Charles Meade, MD, Stephanie Hansel, MD, MS
Mayo Clinic, Rochester, MN
Introduction: There are six currently approved screening modalities for colorectal cancer (CRC) as of 2016 United States Preventative Services Task Force guidelines. We sought to model what changes in current screening practice regarding choice between endoscopic and non-endoscopic testing would have to occur to drive a significant (10%) decrease in population-wide endoscopic procedures done as a result of CRC screening.
Methods: Published models of endoscopic procedural rates for all six approved screening methods were integrated with National Health Interview Survey data on screening compliance and reported utilization rates of currently approved screening modalities. A simulated population of 1000 screening-naïve patients was modeled over the guideline recommended period of 25 years (age 50-75). Individuals within the model could choose endoscopic or non-endoscopic screening, but were not allowed crossover between the two groups. Positive non-endoscopic screens were referred for endoscopy and continued on endoscopic screening thereafter. Population-wide total predicted endoscopic procedures were calculated using variables reflecting current screening practices. Choice of endoscopic and non-endoscopic screening within the population was then modified to estimate the increased adoption of non-endoscopic screening that would be necessary to drive an overall 10% reduction in total CRC screening related endoscopic screening procedures.

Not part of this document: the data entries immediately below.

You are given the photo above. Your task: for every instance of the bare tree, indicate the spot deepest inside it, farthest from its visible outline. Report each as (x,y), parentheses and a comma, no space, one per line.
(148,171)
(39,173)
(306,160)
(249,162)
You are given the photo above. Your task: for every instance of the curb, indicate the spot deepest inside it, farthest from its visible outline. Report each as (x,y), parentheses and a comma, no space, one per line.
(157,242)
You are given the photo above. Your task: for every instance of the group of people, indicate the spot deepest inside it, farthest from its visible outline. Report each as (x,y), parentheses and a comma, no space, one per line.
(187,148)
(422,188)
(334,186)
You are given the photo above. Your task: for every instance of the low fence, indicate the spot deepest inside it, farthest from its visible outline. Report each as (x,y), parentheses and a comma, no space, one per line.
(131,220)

Results: For a simulated population of 1,000 screening-eligible and screening-naïve adults, screening activity mirroring recent compliance rates and choice of modality type generates approximately 2,612 endoscopic procedures over the population’s screening lifetime. If 20% more screened patients choose non-endoscopic screening relative to current rates and overall rates of screening compliance remain stable then the number of total endoscopic procedures done for CRC screening drops by 10% (2,348).
Discussion: Currently, non-endoscopic approaches to CRC screening represent < 10% of screened patients. Our data shows that if a relatively small increase in utilization of non-endoscopic screening strategies occurs then a significant reduction in the number of endoscopic procedures performed for screening purposes are likely. Such a change in screening practices might be an avenue towards reducing population screening costs, justifying initial screening at a younger age, and improving access to care.
Citation: Charles Meade, MD, Stephanie Hansel, MD, MS. P0222 - HAS ENDOSCOPIC SCREENING FOR COLON AND RECTAL CANCER REACHED AN INFLECTION POINT?. Program No. P0222. ACG 2019 Annual Scientific Meeting Abstracts. San Antonio, Texas: American College of Gastroenterology.